Listed Questions and Answers

  1. What is the purpose of the CNA Shower Sheets form?

    The CNA Shower Sheets form is designed to assist Certified Nursing Assistants (CNAs) in conducting a thorough skin assessment during a resident's shower. It helps document any abnormalities in the resident's skin, ensuring that any issues are reported to the charge nurse promptly for further evaluation and intervention.

  2. What types of skin abnormalities should be reported?

    During the shower assessment, CNAs should look for a variety of skin abnormalities, including but not limited to bruising, skin tears, rashes, swelling, dryness, soft heels, lesions, decubitus ulcers, blisters, scratches, abnormal color, abnormal skin temperature, and hardened skin. Each of these conditions should be documented accurately on the form.

  3. How should abnormalities be documented on the form?

    Abnormalities should be documented by using the provided body chart on the form. CNAs should identify the exact location of each abnormality and describe it clearly. This includes numbering the abnormalities on the chart to correspond with the descriptions provided in the list of potential issues.

  4. What should a CNA do if they notice an abnormality?

    If a CNA observes any abnormal skin condition, they are required to report it immediately to the charge nurse. Following this, the issues should be forwarded to the Director of Nursing (DON) for further review and necessary action.

  5. Is there a section for documenting toenail care?

    Yes, the form includes a specific section to indicate whether the resident needs their toenails cut. CNAs should check 'Yes' or 'No' as appropriate, ensuring that all aspects of the resident's care are addressed.
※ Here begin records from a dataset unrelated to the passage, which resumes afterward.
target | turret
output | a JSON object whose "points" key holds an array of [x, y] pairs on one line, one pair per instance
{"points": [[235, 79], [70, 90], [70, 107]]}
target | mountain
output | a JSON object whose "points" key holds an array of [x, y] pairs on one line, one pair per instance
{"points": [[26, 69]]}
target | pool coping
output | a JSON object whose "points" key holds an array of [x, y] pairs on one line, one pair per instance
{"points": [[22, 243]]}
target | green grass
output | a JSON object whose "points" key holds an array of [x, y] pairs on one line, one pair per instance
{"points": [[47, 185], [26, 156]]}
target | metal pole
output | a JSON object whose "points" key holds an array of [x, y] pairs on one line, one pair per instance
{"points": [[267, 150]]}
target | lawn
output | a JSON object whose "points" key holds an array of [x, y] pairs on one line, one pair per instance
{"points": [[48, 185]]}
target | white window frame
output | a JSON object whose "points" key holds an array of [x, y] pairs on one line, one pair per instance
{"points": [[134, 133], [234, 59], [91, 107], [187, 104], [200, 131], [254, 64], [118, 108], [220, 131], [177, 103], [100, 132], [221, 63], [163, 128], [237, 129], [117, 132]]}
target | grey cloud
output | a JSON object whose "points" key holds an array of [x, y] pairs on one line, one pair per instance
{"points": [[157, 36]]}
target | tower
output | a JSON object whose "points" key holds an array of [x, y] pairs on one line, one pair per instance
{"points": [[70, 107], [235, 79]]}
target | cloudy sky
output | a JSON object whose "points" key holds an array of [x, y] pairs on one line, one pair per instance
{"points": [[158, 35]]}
  6. What happens after the CNA completes the form?

    Once the form is completed, it should be signed by the CNA and the charge nurse. The charge nurse will then assess the documented abnormalities and determine the necessary interventions. This information may also be forwarded to the DON for additional oversight.
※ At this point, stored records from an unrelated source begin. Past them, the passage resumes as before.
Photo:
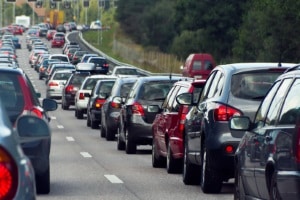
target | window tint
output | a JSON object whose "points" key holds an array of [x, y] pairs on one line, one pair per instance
{"points": [[291, 106], [276, 102], [214, 86], [252, 85]]}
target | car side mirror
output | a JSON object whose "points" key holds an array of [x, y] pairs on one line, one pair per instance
{"points": [[185, 99], [32, 126]]}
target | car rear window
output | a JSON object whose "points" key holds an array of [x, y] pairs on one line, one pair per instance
{"points": [[252, 86]]}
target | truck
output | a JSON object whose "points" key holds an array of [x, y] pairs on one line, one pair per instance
{"points": [[23, 20], [55, 17]]}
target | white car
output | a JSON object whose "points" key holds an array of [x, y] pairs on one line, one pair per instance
{"points": [[82, 95]]}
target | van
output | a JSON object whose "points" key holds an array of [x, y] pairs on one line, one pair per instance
{"points": [[198, 65]]}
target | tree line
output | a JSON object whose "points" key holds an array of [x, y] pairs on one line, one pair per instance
{"points": [[231, 30]]}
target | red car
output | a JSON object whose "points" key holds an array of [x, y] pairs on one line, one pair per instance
{"points": [[57, 42], [168, 127], [50, 34]]}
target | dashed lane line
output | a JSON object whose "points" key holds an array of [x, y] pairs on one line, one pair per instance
{"points": [[113, 178]]}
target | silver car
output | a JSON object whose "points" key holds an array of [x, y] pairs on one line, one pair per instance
{"points": [[56, 83], [16, 171]]}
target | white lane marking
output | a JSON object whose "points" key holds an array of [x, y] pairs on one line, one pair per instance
{"points": [[60, 126], [86, 154], [70, 139], [113, 178]]}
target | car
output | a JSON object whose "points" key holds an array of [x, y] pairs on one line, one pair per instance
{"points": [[71, 87], [268, 155], [98, 96], [56, 83], [57, 42], [20, 98], [82, 95], [231, 89], [101, 64], [125, 71], [17, 173], [50, 34], [136, 116], [77, 56], [198, 65], [110, 112], [168, 127]]}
  7. Where can I find this form?

    The CNA Shower Sheets form is available online at www.primaris.org. This resource is provided by Primaris, the Medicare Quality Improvement Organization for Missouri, ensuring that CNAs have access to essential documentation tools.
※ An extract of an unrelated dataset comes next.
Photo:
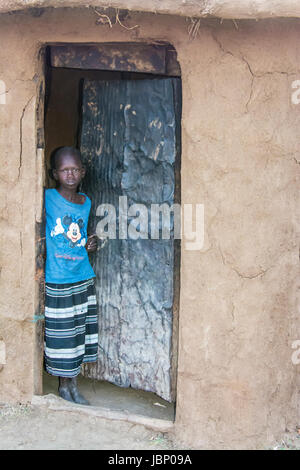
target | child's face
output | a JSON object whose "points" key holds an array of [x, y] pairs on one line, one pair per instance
{"points": [[69, 171]]}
  8. Who prepared the CNA Shower Sheets form?

    This material was prepared by Primaris under contract with the Centers for Medicare & Medicaid Services (CMS). It is important to note that the contents do not necessarily reflect CMS policy, but they are designed to support quality care in nursing facilities.

Form Overview

Fact Name Details
Purpose The CNA Shower Sheets form is used for documenting skin assessments during resident showers.
Skin Monitoring CNA staff must perform a visual assessment of the resident’s skin and report any abnormalities to the charge nurse immediately.
Abnormalities List The form includes a list of potential skin issues such as bruising, skin tears, rashes, and decubitus.
Signature Requirements Both the CNA and the charge nurse must sign the form, indicating their assessments and actions taken.
Forwarding Issues Any identified problems must be forwarded to the Director of Nursing (DON) for further review.
Governing Law This form is governed by regulations under the Centers for Medicare & Medicaid Services (CMS).